Actin and Light Chain Isoform Dependence of Myosin V Kinetics

• Published in: Biochemistry (Easton) Vol. 39; no. 46; pp. 14196 - 14202
• Main Authors: De La Cruz, Enrique M, Wells, Amber L, Sweeney, H. Lee, Ostap, E. Michael
• Format: Journal Article
• Language: English
• Published: United States American Chemical Society 21.11.2000
• Subjects: Actins - metabolism; Actins - physiology; Adenosine Diphosphate - analogs & derivatives; Adenosine Diphosphate - metabolism; Adenosine Triphosphate - metabolism; Adenosine Triphosphate - pharmacology; Amino Acid Motifs; Animals; Calmodulin-Binding Proteins - metabolism; Calmodulin-Binding Proteins - physiology; Chickens; Kinetics; Muscle, Skeletal - metabolism; Muscle, Skeletal - physiology; Myosin Light Chains - metabolism; Myosin Light Chains - physiology; Myosin Type V; Myosins - metabolism; Nerve Tissue Proteins - metabolism; Nerve Tissue Proteins - physiology; ortho-Aminobenzoates - metabolism; Protein Binding; Protein Isoforms - metabolism; Protein Isoforms - physiology; Rabbits; Spectrometry, Fluorescence; Tryptophan
• ISSN: 0006-2960; 1520-4995
• DOI: 10.1021/bi001701b

Recent studies on myosin V report a number of kinetic differences that may be attributed to the different heavy chain (chicken vs mouse) and light chain (essential light chains vs calmodulin) isoforms used.
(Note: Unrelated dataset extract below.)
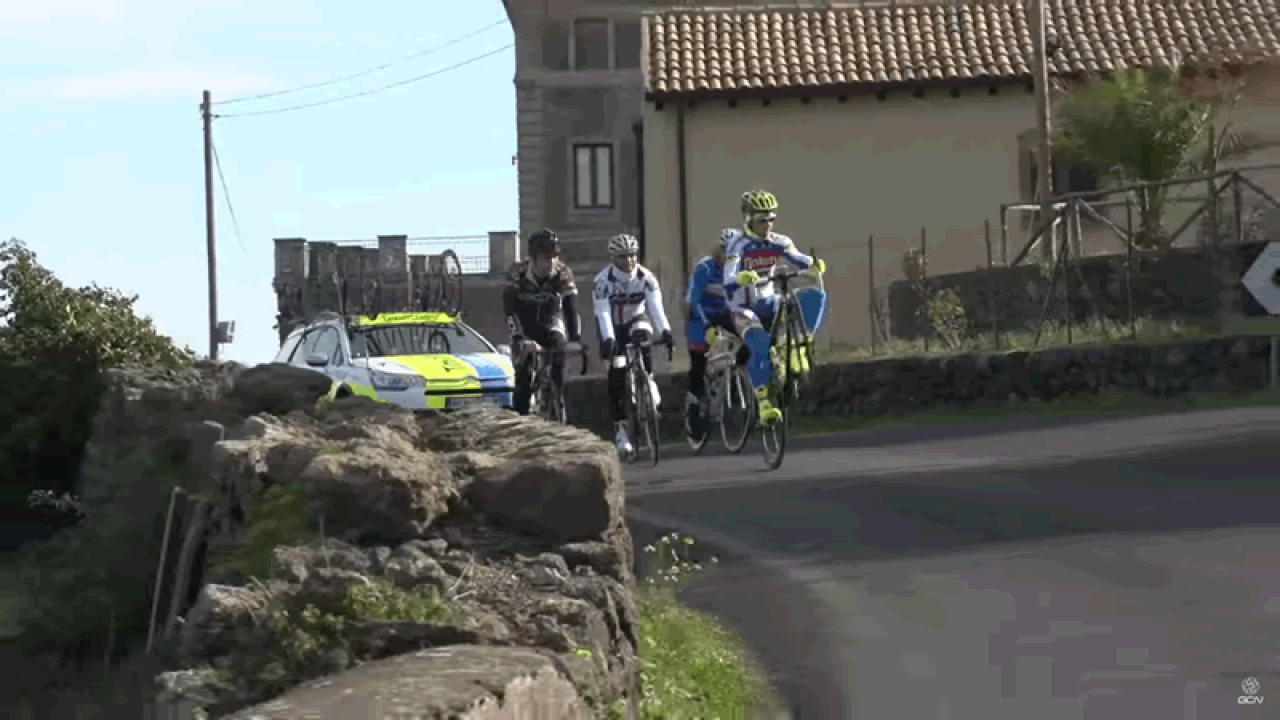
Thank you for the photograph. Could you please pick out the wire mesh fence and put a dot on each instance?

Understanding the extent to which individual light chain isoforms contribute to the kinetic behavior of myosin V is of critical importance, since it is unclear which light chains are bound to myosin V in cells. In addition, all studies to date have used α-skeletal muscle actin, whereas myosin V is in nonmuscle cells expressing β- and γ-actin. Therefore, we characterized the actin and light chain dependence of single-headed myosin V kinetics. The maximum actin-activated steady-state ATPase rate (V max) of a myosin V construct consisting of the motor domain and first light chain binding domain is the same when either of two essential light chain isoforms or calmodulin is bound. However, with bound calmodulin, the K ATPase is significantly higher and there is a reduction in the rate and equilibrium constants for ATP hydrolysis, indicating that the essential light chain favors formation of the M·ADP·Pi state. No kinetic parameters of myosin V are strongly influenced by the actin isoform. ADP release from the actin−myosin complex is the rate-limiting step in the ATPase cycle with all actin and light chain isoforms. We postulate that although there are significant light-chain-dependent alterations in the kinetics that could affect myosin V processivity in in vitro assays, these differences likely are minimized under physiological conditions.